A frota castelhana com destino a São Jorge da Mina continuou a viagem unida, mas a que rumava com destino às Canárias devido a acção da frota portuguesa foi dispersada imediatamente. A chegada de uma esquadra naval de Portugal provocou a fuga do contingente castelhano nas Canárias, que por isso não conseguiu estabelecer-se efectivamente na ilha.


Os portugueses, entretanto, devido ao temporal, não foram capazes de desembarcar na Grande Canária pelo que decidiram regressar a Portugal, no entanto na viagem de regresso capturaram vários navios carregados com provisões castelhanas, e por isso mudaram de rumo dirigindo-se para a Guiné, onde seria previsível um desembarque castelhano.


A frota castelhana e outros navios mercantes chegaram a São Jorge da Mina – actual cidade de Elmina que se localiza no Gana, no golfo da Guiné - sem qualquer problema ou resistência por parte dos portugueses, arrecadando grandes quantidades de ouro e objectos diversos. No entanto, a ganância excessiva do representante comercial da coroa espanhola fez com que a frota castelhana ficasse por lá vários meses, o que a levou ao encontro com a frota portuguesa.
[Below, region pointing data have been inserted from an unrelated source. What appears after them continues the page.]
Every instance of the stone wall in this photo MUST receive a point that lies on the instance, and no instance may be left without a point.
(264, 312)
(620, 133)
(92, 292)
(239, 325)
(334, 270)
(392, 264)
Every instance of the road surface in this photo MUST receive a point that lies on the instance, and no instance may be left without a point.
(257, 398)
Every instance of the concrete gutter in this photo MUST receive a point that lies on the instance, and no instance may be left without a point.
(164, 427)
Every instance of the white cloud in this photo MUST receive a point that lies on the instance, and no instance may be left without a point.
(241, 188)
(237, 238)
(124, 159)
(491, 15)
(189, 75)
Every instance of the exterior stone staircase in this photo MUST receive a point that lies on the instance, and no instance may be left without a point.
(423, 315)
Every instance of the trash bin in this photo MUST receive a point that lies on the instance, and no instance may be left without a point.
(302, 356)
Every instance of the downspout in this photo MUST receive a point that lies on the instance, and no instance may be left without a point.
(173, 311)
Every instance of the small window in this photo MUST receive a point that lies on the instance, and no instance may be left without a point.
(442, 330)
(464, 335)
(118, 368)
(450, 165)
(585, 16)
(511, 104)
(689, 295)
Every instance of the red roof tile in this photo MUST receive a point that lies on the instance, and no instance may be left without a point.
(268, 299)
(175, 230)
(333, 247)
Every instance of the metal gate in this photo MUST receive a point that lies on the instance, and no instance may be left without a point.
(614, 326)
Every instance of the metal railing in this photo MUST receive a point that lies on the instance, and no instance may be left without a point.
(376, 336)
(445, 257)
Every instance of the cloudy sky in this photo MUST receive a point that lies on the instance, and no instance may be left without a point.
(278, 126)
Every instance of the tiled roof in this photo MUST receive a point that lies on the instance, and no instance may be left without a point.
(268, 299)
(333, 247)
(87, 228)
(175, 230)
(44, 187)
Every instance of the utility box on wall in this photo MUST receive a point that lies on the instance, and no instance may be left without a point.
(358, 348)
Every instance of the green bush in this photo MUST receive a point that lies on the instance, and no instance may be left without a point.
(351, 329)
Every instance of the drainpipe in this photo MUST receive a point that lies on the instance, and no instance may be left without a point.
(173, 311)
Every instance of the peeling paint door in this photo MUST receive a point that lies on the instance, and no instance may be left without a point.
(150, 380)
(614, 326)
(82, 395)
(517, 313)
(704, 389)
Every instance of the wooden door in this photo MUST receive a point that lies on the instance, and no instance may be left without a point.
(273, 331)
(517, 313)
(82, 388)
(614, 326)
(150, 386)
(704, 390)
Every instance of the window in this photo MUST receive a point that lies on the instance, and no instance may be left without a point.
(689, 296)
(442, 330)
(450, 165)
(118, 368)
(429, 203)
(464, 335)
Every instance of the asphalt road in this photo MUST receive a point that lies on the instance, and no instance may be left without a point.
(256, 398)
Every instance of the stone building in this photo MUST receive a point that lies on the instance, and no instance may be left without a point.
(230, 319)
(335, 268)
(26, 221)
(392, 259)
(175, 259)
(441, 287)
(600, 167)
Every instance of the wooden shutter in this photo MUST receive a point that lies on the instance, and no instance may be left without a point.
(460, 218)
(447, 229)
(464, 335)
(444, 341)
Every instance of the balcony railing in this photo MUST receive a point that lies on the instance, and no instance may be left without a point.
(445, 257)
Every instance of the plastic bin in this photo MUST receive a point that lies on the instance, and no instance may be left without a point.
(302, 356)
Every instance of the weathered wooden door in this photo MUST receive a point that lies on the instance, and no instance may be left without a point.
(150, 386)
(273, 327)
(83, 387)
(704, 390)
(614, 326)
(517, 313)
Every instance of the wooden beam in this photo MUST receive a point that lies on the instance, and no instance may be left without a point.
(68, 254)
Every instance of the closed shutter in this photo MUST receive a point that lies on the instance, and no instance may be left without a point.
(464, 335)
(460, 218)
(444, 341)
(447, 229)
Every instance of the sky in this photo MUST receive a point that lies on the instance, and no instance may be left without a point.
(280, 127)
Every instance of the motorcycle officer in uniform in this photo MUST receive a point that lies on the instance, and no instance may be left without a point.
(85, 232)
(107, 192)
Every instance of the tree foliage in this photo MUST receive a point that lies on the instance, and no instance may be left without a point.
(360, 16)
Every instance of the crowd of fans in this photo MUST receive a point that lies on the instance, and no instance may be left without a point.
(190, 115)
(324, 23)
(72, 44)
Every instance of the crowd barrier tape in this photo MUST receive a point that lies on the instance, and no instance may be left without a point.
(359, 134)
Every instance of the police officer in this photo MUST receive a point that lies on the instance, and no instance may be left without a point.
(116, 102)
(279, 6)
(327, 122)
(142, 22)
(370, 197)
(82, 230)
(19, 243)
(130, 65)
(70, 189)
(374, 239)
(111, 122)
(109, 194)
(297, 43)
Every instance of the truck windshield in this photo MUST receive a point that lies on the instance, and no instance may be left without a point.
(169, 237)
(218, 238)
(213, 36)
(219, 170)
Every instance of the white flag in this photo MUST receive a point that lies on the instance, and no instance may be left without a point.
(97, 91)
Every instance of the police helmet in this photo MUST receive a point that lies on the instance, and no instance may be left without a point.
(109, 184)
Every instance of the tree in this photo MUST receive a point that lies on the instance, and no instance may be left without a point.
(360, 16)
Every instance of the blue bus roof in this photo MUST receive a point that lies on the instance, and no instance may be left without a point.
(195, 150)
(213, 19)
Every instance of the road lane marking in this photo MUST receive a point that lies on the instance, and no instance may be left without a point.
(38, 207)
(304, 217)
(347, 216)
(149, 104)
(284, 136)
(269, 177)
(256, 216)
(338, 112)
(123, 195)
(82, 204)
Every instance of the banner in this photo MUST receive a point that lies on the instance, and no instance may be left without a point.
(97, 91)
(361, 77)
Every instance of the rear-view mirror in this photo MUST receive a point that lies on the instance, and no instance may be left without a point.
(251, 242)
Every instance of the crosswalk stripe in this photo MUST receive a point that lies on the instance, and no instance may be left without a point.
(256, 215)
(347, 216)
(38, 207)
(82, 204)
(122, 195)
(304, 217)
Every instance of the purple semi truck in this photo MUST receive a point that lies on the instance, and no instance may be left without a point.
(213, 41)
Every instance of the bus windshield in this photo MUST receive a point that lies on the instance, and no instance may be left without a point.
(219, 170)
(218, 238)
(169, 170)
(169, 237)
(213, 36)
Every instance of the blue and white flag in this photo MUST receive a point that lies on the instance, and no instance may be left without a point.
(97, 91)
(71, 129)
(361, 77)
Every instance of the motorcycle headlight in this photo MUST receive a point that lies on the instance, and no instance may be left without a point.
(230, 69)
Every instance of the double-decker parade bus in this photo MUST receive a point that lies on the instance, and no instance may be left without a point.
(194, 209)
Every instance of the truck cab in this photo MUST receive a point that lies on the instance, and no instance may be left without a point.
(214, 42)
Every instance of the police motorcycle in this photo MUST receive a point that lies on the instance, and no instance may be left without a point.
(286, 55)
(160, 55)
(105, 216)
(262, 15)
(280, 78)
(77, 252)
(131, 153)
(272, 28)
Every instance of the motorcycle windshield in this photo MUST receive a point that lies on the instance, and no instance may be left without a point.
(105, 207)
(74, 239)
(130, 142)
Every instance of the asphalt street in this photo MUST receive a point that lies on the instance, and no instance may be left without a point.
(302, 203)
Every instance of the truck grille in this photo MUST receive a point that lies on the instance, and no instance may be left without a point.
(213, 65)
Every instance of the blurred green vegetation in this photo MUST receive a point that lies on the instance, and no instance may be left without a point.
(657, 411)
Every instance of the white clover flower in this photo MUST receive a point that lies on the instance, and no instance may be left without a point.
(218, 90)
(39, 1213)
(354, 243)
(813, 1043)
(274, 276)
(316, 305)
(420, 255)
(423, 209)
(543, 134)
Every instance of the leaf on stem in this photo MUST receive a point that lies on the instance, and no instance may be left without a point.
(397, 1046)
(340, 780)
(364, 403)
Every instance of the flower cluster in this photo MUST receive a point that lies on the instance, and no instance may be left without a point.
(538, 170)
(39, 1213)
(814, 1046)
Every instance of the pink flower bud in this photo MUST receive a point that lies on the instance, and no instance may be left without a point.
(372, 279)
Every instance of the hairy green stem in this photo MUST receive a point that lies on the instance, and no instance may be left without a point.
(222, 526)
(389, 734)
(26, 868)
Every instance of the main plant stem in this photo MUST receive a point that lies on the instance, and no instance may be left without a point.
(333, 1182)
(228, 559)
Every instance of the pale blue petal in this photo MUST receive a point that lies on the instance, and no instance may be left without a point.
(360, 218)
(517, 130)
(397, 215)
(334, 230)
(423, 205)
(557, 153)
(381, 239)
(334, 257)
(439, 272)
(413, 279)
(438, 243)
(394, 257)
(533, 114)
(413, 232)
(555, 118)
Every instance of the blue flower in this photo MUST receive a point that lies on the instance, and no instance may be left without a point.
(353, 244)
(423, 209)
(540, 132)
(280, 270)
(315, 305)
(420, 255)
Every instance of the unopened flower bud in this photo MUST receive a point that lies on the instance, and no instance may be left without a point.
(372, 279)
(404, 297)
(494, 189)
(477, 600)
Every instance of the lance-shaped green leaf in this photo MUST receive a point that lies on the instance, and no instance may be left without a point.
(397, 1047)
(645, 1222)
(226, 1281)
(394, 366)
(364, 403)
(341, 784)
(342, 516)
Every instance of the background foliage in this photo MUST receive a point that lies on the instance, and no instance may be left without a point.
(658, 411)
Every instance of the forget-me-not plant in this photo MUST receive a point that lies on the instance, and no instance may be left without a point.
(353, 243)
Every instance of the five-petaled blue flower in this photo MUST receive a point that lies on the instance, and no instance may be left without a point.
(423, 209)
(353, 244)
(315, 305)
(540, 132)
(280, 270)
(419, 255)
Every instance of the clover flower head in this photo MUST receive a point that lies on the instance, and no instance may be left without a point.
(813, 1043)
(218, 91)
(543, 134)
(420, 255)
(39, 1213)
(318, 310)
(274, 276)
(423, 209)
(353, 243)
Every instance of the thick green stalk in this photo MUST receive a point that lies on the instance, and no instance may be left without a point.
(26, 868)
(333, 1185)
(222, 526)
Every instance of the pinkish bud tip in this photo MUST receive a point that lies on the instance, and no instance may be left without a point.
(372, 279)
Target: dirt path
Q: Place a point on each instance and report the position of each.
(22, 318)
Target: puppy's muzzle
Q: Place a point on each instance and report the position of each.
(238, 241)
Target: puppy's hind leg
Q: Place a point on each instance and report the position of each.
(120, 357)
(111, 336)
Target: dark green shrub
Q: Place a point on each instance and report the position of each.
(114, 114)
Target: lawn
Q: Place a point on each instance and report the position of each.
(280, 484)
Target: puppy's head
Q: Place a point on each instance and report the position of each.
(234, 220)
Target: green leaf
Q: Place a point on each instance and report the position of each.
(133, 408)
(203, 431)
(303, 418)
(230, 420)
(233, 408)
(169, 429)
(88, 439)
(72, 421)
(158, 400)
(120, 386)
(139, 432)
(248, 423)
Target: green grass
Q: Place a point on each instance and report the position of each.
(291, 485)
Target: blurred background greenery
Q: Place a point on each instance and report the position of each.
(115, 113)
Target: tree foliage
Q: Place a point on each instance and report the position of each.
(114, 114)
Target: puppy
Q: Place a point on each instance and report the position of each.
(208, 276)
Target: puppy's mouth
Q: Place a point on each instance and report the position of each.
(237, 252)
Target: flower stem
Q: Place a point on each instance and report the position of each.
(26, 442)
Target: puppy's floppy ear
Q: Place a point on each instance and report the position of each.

Os espanhóis, enfraquecidos por doenças tropicais e inactividade, foram atacados de surpresa, sendo derrotados, feitos prisioneiros e levados para Lisboa.
Graças ao ouro conseguido com esta vitória, o rei português Afonso V poderia relançar a guerra por terra contra Castela, onde, além de notícias sobre a derrota causou espanto e críticas do rei católico Fernando II de Aragão. Após o acordo de paz no ano seguinte, o resultado da batalha naval da Guiné foi, provavelmente, decisivo para Portugal para ganhar uma favorável divisão do Atlântico e a hegemonia do mesmo pelo tratado de Tordesilhas.

Pelo que vislumbra na história, a espionagem naquele tempo, entra os dois países era intensa e todas as decisões eram tomadas em consequência das informações prestadas por ambos os serviços secretos.